System builders may soon have to start offering customers shorter warranties or bearing extra support costs, if hard drive manufacturers get their way.
Maxtor recently became the first hard drive manufacturer to announce that it was planning to cut its standard three-year warranty on all desktop drives to a one-year warranty. The controversial move has been followed, in varying degrees, by rivals Seagate and Western Digital.
Richard Donaldson, sales director at reseller Pacific Computers, said: "If this comes into play then we'll have to pass the cost on to our end-users. We don't want to but we'll have little choice.
"It's a very aggressive market - there's very little money in hard drives - and I can see why they are doing it, but it's a disappointing and backward step."
Maxtor tried to bury this massive change in a news release for its new DiamondMax desktop drives with a one-line statement: "Effective from 1 October 2002, all Maxtor desktop drives will carry a one-year standard warranty."
Since then, channel partners have been receiving letters that outline the proposed changes. Western Digital has said the one-year warranty will apply to its Caviar drives, but the warranty on its Caviar SE range will still cover three years.

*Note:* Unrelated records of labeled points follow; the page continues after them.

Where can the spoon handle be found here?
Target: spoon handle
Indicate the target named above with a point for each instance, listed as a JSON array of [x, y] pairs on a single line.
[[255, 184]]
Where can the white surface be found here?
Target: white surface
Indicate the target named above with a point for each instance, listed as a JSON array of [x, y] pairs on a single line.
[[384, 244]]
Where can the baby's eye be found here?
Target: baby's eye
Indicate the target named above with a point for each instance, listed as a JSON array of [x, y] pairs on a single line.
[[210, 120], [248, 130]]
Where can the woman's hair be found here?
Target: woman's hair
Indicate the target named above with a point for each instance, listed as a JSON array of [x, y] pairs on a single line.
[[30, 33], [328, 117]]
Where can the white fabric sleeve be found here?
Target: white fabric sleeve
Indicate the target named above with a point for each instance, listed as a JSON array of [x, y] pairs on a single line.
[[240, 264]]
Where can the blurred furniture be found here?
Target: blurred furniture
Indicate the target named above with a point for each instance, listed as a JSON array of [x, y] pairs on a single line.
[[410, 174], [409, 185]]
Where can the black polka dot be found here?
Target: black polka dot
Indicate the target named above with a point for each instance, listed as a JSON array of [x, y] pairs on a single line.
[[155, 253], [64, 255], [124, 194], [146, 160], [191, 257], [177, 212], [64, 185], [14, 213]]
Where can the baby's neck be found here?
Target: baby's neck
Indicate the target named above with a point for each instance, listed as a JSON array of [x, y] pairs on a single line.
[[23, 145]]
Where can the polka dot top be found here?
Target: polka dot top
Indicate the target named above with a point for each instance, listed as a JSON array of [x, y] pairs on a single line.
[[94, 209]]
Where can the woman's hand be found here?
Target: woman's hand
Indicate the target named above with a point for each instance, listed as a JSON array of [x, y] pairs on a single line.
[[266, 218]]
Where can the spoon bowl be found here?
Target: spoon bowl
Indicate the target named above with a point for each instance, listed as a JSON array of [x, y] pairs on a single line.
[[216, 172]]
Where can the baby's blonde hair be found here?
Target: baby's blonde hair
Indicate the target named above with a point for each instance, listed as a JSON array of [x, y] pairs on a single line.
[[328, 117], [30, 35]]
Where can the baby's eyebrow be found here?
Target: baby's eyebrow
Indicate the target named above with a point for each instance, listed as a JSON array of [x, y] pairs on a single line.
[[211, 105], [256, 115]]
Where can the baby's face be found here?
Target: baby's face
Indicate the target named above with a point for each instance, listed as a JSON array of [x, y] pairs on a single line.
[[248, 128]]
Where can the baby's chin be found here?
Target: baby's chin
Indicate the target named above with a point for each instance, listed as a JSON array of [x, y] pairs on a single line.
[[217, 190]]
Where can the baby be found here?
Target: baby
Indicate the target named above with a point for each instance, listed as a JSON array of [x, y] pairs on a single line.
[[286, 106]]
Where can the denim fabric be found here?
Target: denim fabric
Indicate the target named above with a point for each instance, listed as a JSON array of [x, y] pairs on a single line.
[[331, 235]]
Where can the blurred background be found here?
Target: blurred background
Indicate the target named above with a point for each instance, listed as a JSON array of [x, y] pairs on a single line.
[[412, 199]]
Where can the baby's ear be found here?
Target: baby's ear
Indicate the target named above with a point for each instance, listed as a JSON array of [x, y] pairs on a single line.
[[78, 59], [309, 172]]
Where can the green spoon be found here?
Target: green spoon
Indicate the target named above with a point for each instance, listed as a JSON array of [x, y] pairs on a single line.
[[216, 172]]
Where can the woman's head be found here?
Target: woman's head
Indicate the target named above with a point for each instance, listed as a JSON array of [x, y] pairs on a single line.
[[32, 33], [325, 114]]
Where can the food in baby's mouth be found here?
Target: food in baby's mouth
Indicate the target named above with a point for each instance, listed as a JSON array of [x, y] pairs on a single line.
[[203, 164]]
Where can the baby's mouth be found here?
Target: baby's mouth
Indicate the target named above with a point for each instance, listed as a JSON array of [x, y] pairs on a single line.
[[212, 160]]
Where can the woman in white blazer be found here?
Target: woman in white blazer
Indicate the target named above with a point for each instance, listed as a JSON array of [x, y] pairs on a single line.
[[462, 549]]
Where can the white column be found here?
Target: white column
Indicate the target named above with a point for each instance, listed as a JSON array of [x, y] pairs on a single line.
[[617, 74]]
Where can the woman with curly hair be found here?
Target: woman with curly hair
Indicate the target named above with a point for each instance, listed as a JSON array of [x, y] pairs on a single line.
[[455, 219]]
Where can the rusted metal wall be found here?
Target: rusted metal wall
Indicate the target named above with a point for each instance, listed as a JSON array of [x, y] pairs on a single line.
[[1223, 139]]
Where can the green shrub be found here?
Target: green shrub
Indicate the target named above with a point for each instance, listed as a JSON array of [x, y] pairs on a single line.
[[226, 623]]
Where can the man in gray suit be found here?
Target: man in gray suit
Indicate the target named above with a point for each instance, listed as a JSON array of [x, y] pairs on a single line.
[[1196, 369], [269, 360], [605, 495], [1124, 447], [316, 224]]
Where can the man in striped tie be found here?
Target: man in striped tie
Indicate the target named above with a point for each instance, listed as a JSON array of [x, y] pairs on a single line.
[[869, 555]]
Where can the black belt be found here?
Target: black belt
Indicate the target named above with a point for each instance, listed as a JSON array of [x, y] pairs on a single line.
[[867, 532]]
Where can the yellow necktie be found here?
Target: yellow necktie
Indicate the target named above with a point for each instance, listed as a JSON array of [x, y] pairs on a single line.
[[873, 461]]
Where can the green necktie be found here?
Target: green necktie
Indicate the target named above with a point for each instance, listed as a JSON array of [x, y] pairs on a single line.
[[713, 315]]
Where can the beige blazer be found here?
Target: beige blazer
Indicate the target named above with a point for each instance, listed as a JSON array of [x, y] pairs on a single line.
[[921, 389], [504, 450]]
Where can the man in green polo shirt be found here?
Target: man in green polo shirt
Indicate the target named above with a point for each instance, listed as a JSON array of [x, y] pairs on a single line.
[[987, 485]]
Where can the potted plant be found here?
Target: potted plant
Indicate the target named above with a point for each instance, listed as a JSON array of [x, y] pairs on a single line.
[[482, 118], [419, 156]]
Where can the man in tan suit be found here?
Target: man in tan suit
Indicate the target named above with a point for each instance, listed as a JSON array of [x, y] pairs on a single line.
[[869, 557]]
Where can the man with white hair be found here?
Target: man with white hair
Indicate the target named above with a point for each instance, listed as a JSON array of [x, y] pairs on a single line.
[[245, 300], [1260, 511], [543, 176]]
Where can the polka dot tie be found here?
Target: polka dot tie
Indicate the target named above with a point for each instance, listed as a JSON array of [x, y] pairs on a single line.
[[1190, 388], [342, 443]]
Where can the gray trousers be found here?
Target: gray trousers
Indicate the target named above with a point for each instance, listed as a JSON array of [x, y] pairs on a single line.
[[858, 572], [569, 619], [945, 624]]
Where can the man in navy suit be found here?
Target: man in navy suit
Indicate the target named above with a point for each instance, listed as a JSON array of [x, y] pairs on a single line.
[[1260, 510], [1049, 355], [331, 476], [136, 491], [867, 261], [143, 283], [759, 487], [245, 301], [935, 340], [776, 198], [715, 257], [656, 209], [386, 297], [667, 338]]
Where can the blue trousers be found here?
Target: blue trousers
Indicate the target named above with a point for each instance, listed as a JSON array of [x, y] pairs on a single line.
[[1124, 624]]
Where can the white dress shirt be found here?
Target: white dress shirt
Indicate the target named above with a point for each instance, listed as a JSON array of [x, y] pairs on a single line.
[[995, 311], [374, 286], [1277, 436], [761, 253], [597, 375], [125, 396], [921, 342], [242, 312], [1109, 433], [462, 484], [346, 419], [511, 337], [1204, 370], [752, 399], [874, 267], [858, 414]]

In a recent letter to some partners, Seagate stated: "Seagate would like to inform you that from 1 October 2002, all Seagate desktop and personal storage products will ship with a one-year limited warranty. This warranty change will affect all generations of products that are shipping today; if a product ships on or after 1 October, it will be covered by the one-year warranty policy."
In its defence, Seagate claimed in the statement: "The new warranty policy will allow Seagate to remain a leading supplier in the highly competitive desktop disc storage market."
Regardless of these tight market conditions, it remains to be seen if the new move can be enforced in Europe, since EU law stipulates that all products must have a two-year warranty.